Changing datasets from filesystem_folders issue, won't register new dataset.
I am not hooked into an SFTP or database for Dataiku, I upload files manually right now. When I remove a dataset, and add a dataset, it does not register until I go to the output dataset —> settings —> and then click Test & Get Schema. I tried to set a trigger to run when the dataset in that folder gets changed, and it also is not working. Has anyone else ran into this issue, and is it because I'm using flat files and not plugged into anything?

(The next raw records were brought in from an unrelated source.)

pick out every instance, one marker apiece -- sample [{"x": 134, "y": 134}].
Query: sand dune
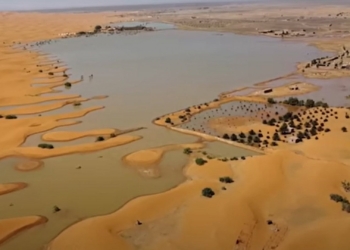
[
  {"x": 270, "y": 187},
  {"x": 73, "y": 135},
  {"x": 29, "y": 165},
  {"x": 146, "y": 161},
  {"x": 11, "y": 187},
  {"x": 39, "y": 153},
  {"x": 11, "y": 227}
]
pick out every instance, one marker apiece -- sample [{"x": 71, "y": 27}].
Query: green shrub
[
  {"x": 208, "y": 192},
  {"x": 187, "y": 151},
  {"x": 234, "y": 137},
  {"x": 271, "y": 100},
  {"x": 226, "y": 136},
  {"x": 100, "y": 138},
  {"x": 200, "y": 161},
  {"x": 10, "y": 117},
  {"x": 339, "y": 198},
  {"x": 226, "y": 179},
  {"x": 346, "y": 186},
  {"x": 46, "y": 146}
]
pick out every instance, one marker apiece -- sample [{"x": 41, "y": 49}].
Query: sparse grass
[
  {"x": 46, "y": 146},
  {"x": 226, "y": 179},
  {"x": 200, "y": 161},
  {"x": 188, "y": 151},
  {"x": 208, "y": 192},
  {"x": 338, "y": 198},
  {"x": 346, "y": 186},
  {"x": 10, "y": 117},
  {"x": 100, "y": 138}
]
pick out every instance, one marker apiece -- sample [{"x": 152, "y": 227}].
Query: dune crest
[{"x": 11, "y": 227}]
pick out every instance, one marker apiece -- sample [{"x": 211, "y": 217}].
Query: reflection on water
[{"x": 145, "y": 75}]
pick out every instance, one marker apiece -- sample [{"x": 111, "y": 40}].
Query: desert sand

Dataiku version used: 14.4.1
Best Answer
-
Turribeach Dataiku DSS Core Designer, Neuron, Dataiku DSS Adv Designer, Registered, Neuron 2023, Circle Member Posts: 2,699 NeuronYes, this is expected. You really can't expect files to change format and that not to cause trouble. Having said that you can use a Python code recipe to read a file from a managed folder with an arbitrary format and write it to the output dataset without having to detect the schema. This however will NOT be the end of your problems. If you change a dataset schema you are going to have an impact on the rest of the flow so you will have to propagate schema changes and see what breaks.
Answers
-
Turribeach Dataiku DSS Core Designer, Neuron, Dataiku DSS Adv Designer, Registered, Neuron 2023, Circle Member Posts: 2,699 NeuronDon't upload files to a dataset, these become linked to the dataset and are harder to update. Instead create a new Dataiku managed folder and then add the files to the folder. Then add a files in folder dataset to see the data. Not only will allow you consolidate all files of the same structure but also quickly change files as needed or use a complex file selection criteria. And you can also add file metadata very easily as shown on my post.
-
@Turribeach, I have both of those, but the problem I run into is uploading a new file does not change the schema until I go to the files in folder dataset and hit test schema. Is that expected functionality?